Já na década de 1970, em estudos
colaborativos, Mechoulam e o professor Elizaldo Carlini, da Universidade
Federal de São Paulo (Unifesp), observaram em animais e em humanos os efeitos
anticonvulsivantes do CBD. Entre novas evidências, o caso da menina com quadro
de epilepsia refratária decorrente de rara doença genética, que recentemente
ganhou notoriedade na mídia por ter melhorado com o uso do CBD, reforçam essas
observações pioneiras.
Dessa forma, é importante ficar claro
que os canabinoides são compostos presentes na maconha, mas os dois não são
equivalentes. Um medicamento que combina CBD e THC já está disponível para
tratamento de esclerose múltipla em países como Canadá, Espanha e Reino Unido.

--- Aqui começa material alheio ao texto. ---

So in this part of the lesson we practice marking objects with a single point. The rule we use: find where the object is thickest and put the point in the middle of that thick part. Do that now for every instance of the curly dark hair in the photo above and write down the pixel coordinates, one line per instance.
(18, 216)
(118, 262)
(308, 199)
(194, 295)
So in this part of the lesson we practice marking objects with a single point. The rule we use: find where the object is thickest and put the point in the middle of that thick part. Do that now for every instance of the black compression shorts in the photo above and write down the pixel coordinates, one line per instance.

Entretanto, é de se lamentar que, por desinformação ou má-fé, o efeito benéfico
dos canabinoides seja usado como justificativa para a legalização da maconha
para fins recreativos.
Sabe-se que a maconha é a droga
ilícita mais utilizada no mundo e seu consumo pode levar algumas pessoas a
desenvolver sintomas psicóticos transitórios, como alucinações, delírios e
alterações cognitivas. Cada vez mais estudos controlados sugerem que o uso
recreativo crônico, dependendo da dose, quantidade e precocidade do início,
pode produzir alterações cognitivas permanentes e facilitar o desenvolvimento
de transtornos psiquiátricos em usuários vulneráveis. Estudos epidemiológicos
prospectivos de longo prazo realizados em alguns países sugerem uma associação
entre uso crônico de maconha e maior risco para o desenvolvimento de
esquizofrenia. Atualmente, a síndrome de abstinência da maconha é uma condição
reconhecida e alguns usuários podem vir a desenvolver dependência, cujos
tratamentos disponíveis demonstraram eficácia limitada.

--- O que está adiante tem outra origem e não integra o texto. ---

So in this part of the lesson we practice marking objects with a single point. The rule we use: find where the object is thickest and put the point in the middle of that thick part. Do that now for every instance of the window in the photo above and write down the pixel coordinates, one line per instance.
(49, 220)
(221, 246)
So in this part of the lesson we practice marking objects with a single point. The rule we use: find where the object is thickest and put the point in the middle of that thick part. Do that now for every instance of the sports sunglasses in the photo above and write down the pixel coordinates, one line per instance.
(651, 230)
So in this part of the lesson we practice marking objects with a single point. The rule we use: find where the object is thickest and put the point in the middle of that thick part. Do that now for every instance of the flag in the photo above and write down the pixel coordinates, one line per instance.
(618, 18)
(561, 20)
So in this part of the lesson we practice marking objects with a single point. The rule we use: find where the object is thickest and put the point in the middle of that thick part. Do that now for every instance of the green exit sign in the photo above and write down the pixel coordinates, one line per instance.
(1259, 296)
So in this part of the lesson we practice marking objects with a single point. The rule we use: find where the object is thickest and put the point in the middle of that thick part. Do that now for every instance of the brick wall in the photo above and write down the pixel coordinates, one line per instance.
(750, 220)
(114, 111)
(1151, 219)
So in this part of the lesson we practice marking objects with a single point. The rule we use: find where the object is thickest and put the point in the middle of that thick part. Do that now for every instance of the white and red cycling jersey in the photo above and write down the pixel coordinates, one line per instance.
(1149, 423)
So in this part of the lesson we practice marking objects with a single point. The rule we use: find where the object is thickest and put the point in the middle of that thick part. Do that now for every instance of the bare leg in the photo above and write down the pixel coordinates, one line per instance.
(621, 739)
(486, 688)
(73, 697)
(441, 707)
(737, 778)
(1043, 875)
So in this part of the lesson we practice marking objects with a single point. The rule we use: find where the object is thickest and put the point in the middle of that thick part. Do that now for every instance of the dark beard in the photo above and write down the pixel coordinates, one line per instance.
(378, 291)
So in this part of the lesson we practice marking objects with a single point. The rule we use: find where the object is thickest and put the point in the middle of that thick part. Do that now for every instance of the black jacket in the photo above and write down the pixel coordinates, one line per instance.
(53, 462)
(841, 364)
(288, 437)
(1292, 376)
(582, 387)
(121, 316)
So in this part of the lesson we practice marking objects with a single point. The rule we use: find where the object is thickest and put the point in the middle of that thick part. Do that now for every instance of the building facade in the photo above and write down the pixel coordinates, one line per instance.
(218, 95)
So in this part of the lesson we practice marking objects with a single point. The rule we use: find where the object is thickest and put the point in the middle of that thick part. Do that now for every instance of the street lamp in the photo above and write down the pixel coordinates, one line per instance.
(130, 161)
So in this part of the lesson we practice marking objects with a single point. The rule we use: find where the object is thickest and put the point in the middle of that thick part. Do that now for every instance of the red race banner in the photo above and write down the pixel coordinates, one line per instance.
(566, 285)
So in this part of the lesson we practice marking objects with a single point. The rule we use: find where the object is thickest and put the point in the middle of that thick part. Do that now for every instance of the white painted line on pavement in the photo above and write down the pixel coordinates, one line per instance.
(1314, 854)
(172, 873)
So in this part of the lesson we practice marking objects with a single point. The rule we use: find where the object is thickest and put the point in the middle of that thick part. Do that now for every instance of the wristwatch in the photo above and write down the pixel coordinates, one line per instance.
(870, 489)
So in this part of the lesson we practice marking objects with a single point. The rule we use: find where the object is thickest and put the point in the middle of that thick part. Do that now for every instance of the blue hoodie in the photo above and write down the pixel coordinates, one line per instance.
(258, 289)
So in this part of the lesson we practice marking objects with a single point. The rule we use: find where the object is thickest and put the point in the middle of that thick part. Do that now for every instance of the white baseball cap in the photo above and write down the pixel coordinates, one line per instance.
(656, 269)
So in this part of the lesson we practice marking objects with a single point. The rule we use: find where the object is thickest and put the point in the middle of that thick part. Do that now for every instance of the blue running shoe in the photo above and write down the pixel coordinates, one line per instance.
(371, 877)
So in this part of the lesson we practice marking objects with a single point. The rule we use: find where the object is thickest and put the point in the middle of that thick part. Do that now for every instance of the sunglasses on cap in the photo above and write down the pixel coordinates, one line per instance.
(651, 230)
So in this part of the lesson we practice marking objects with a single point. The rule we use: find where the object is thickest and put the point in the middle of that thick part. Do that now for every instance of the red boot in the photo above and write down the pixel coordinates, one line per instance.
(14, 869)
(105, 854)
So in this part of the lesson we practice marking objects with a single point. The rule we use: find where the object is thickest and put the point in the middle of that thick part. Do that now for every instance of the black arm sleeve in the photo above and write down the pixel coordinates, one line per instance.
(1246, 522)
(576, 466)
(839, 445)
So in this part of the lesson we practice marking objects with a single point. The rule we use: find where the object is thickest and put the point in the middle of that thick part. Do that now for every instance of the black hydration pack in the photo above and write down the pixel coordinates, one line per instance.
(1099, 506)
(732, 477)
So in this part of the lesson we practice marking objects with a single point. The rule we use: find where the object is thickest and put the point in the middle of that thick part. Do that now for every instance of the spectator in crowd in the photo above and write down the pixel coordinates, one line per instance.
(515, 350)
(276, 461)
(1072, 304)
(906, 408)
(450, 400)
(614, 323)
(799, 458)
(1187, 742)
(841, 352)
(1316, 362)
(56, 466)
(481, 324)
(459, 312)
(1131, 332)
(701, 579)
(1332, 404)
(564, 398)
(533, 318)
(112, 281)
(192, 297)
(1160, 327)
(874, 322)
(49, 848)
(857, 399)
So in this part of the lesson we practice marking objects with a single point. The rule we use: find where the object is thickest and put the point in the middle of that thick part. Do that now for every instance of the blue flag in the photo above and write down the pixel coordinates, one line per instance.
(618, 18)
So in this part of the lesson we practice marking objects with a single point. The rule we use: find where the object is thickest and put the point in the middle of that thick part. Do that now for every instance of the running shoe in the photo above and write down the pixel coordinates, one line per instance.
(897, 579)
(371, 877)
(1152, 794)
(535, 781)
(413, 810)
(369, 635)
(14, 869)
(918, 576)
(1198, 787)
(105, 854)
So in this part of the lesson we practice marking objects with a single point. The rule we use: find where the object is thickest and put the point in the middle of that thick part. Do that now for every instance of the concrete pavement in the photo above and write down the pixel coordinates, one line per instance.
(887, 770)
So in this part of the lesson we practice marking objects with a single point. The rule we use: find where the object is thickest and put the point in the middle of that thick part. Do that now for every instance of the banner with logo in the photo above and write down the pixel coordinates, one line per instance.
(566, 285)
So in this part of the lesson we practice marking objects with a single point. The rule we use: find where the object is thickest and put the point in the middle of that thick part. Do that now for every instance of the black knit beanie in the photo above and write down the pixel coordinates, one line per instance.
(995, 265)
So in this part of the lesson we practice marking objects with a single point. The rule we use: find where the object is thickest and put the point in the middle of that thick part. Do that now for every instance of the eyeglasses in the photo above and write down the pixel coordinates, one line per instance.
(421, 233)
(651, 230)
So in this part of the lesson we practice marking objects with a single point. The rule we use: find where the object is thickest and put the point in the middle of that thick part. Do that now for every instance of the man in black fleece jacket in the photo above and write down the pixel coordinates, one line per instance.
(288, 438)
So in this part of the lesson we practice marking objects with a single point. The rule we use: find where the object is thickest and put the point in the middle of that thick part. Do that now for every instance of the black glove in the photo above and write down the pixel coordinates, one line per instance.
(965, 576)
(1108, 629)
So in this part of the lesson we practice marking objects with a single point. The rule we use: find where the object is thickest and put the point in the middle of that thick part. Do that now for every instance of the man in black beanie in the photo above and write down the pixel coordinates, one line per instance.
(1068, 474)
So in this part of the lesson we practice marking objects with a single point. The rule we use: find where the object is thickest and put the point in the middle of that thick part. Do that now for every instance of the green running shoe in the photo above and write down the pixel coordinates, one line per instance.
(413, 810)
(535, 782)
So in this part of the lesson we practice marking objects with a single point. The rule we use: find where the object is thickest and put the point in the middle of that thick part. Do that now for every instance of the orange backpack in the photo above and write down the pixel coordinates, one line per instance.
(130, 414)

Em colaboração com grupo do King’s
College, de Londres, publicamos estudos mostrando as áreas cerebrais onde o THC
e o CBD atuam individualmente. Mais recentemente, revisões da literatura
apontam que o uso crônico e recorrente de maconha pode levar a alterações no
funcionamento e na estrutura cerebral - particularmente no cérebro em
desenvolvimento, ou seja, entre jovens e adolescentes. Um estudo publicado na
semana passada sugere que essas alterações ocorrem mesmo em usuários
ocasionais, achado que ainda necessita ser reproduzido. Complicações clínicas
como câncer, problemas cardíacos, respiratórios e imunológicos também foram
associados ao uso da maconha inalada.
Nesse cenário, em reunião científica
no mês passado na qual proferi conferência a convite da presidência do Uruguai,
não foram postos em debate alguns aspectos cruciais que seriam necessários,
dada a recente legalização da droga naquele país. Faltou discutir como será
oferecida à população informação dos conhecidos problemas do consumo, incluindo
aspectos centrais como o uso e direção e de que modo se dará o tratamento para
aqueles que desenvolverem dependência e suas complicações.
Os compostos canabinoides têm
demonstrado incrível potencial terapêutico para diversas doenças e acredito que
poderão ajudar milhões de pessoas no mundo todo, inclusive no Brasil. A
ampliação dos ensaios clínicos avaliando segurança, faixa de dose e extensão de
eficácia é essencial. A consequente regulamentação do uso dos canabinoides
poderá levar a importante redução de sofrimento e melhor qualidade de vida a portadores
de diversas doenças e transtornos. Por outro lado, o debate sobre a legalização
da maconha para fins recreativos deveria ocorrer após alguns aspectos serem
garantidos: primeiro, a sociedade ser informada de modo claro, sem alarmismo,
do atual conhecimento científico dos riscos do uso da maconha; segundo, termos
certeza de que todos os usuários poderão ter acesso a tratamento adequado no
caso de complicações. Isso tudo desprovido do viés político ou ideológico, que
só aumenta a confusão e posterga decisões concretas. Caso contrário,
continuaremos na corda bamba da desinformação, e sem nenhum cabo de segurança.